Sûrenin başından itibaren Allah’ın varlığı, birliği, ilim, irade ve kudretinin genişliği ve her yönden mükemmelliği ile İslâm’ın hak din, Hz. Muhammed’in de hak peygamber olduğu; ayrıca İslâm’a aykırı bütün yolların bâtıl olduğu ve bunların insanlara dünyaları için de âhiretleri için de asla hayır getirmeyeceği hususunda, peşin yargılı olmayanlar için en doyurucu ve en ikna edici açıklamalar yapıldıktan, deliller verildikten sonra, bu son âyetlerde de sonuç mahiyetindeki ifadeler yer almaktadır. Bu ifadelerde Hz. Peygamber’e hitaben, insanlar ister inansınlar ister inanmasınlar, kendisinin Allah’ın lutfettiği hidayet sayesinde, belli başlı ilkelerine bu sûrede de yer verilen dosdoğru yolda bulunduğunu, itikadî ve amelî hükümleriyle gerçek, düzgün ve sapasağlam bir dine bağlandığını; bunun, hem Araplar’ın hem de yahudiler ve hıristiyanların sözde inandıkları İbrâhim’in, bâtıl inanç ve uygulamalardan münezzeh olan tevhid dini olduğunu; müşriklerin putlara tapmalarına karşılık kendisinin namazıyla, niyazıyla, kurbanıyla ölümüne kadar bütün varlığıyla hayatını Allah’a adadığını ve kendi döneminde hak dine teslimiyet gösterenlerin ilki olduğunu, bu sebeple de Allah’tan başka birini asla tanrı tanımayacağını tam bir inanç ve güvenle açıklaması emrolunmaktadır. Kuşkusuz bu, esas itibariyle bütün müslümanlara yönelik bir buyruktur. Herkes kendi ettiklerinin karşılığını görecek, kimse kimsenin vebalini yüklenmeyecektir. Hz. Peygamber tebliğini yapmış, görevini eksiksiz yerine getirmiştir; bu sebeple inkâr ve kötülüklerde direnenler sonunda Allah’ın huzuruna varacak ve müslümanlarla tartışmaya kalkışıp inkâr ettikleri gerçeği o zaman Allah kendilerine apaçık bildirecektir.

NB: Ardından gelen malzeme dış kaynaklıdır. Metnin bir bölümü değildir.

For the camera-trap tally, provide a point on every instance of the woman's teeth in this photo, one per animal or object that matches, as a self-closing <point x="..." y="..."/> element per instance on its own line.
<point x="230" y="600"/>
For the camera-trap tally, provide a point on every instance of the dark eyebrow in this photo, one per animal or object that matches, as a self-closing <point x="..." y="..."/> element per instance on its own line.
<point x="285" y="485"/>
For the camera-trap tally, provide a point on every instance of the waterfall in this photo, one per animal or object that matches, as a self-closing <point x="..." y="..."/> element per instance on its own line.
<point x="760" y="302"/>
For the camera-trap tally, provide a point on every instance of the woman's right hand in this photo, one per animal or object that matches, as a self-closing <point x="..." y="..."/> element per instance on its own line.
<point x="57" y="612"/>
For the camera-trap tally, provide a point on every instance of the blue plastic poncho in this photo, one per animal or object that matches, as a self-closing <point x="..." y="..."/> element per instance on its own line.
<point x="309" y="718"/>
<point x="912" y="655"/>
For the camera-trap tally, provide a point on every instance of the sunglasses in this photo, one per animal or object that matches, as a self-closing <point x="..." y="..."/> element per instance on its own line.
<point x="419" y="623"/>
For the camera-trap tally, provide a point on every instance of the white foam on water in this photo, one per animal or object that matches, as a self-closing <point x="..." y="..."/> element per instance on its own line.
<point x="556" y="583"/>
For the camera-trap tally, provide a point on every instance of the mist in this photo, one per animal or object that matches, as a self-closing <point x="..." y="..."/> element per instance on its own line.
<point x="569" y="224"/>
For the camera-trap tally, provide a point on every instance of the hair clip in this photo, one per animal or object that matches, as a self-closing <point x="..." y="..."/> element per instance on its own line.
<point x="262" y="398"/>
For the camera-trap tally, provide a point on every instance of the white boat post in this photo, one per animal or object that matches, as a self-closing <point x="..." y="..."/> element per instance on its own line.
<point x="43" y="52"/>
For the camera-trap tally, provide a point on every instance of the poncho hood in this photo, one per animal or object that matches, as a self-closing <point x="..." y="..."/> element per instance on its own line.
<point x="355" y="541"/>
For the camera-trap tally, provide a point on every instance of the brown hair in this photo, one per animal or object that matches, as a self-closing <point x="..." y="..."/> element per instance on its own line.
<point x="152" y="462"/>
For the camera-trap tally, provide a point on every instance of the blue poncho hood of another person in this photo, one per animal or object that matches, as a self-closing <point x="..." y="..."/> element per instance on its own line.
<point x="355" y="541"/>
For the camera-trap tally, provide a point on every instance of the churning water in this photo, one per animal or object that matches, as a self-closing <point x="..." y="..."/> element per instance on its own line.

Son âyette Allah, gerek bütün insanlara gerekse insanların bir kısmına bahşettiği üstünlüğü ve seçkin nimetleri hatırlatmaktadır. Buna göre yeryüzünde birçok canlının nesli kesildiği halde yüce Allah, peş peşe yarattığı nesillerle insanları birbirine halef kılmış; dünyayı insanla şenlendirmiş, onları yeryüzünün seçkin varlıkları yapmıştır; ayrıca kimi insanlara, diğerlerine nisbetle dünyevî bakımdan üstün dereceler de vermiştir. Ama bunların hepsi bir imtihan içindir; hepsinin hesabı, sorumluluğu vardır.

Bu son âyetle dolaylı olarak, nesilleri birbiri peşine getirerek insan soyunu kıyamete kadar devam ettiren Allah’ın onları âhiret hayatı için yeniden yaratmaya ve hesaba çekmeye de kadir olduğu hatırlatılmakta ve nihayet Allah’ın cezalandırmasının çok çabuk olduğu uyarısıyla inkârda ısrar edenler bir defa daha uyarılırken, O’nun bağışlayıcı ve esirgeyici olduğu müjdesiyle de müminler sevindirilmektedir.